In the 2020 Summer Olympics, Lawson coached the USA team to a gold medal in the 3x3 basketball, defeating China 18–15 in the title match. In February 2024, she was announced as the assistant coach for the USA Women's Olympic Basketball Team. In September 2025, it was announced that she would be the head coach of Team USA through 2028.
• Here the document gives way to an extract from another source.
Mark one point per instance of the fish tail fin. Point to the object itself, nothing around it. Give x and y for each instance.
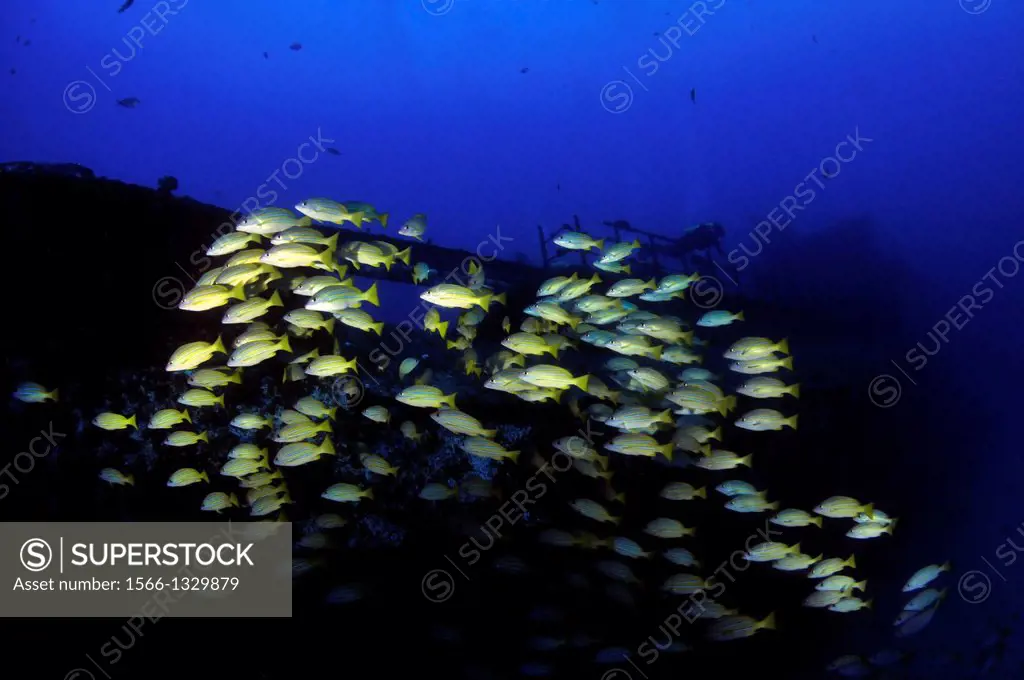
(667, 450)
(371, 296)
Lawson credits Pat Summitt with teaching her how to hold players accountable as a coach.

==Head coaching record==
===College===

Record table
| Season | Team | Overall | Conference | Standing | Postseason |
Duke Blue Devils (Atlantic Coast Conference) (2020–present)
| 2020–21 | Duke | 3–1 | 0–1 | N/A | Opted out due to COVID-19 |
| 2021–22 | Duke | 17–13 | 7–11 | 10th |  |
| 2022–23 | Duke | 26–7 | 14–4 | T–2nd | NCAA Second Round |
| 2023–24 | Duke | 22–12 | 11–7 | T–7th | NCAA Sweet Sixteen |
| 2024–25 | Duke | 29–8 | 14–4 | 3rd | NCAA Elite Eight |
| 2025–26 | Duke | 27–9 | 16–2 | 1st | NCAA Elite Eight |
| 2026–27 | Duke | 0–0 | 0–0 |  |  |
| Duke: |  | 124–50 (.713) | 62–29 (.681) |  |  |  |  |  |
| Total: |  | 124–50 (.713) |  |  |  |  |  |  |  |
National champion Postseason invitational champion Conference regular season champion Conference regular season and conference tournament champion Division regular season champion Division regular season and conference tournament champion Conference tournament champion

===International===

| Team | Year | G | W | L | W–L% | Tournament | TG | TW | TL | TW–L% | Result |
|---|---|---|---|---|---|---|---|---|---|---|---|
| United States | 2025 | 7 | 7 | 0 | 1.000 | AmeriCup | 7 | 7 | 0 | 1.000 | Won gold medal |
| United States | 2026 | 11 | 11 | 0 | 1.000 | World Cup | 6 | 6 | 0 | 1.000 | Won gold medal |
| Career |  | 18 | 18 | 0 | 1.000 |  | 13 | 13 | 0 | 1.000 |  |

==Personal life==
Lawson married multimedia journalist Damien Barling in 2008.

She actively participates in the Race for the Cure breast cancer organization and the American Cancer Society.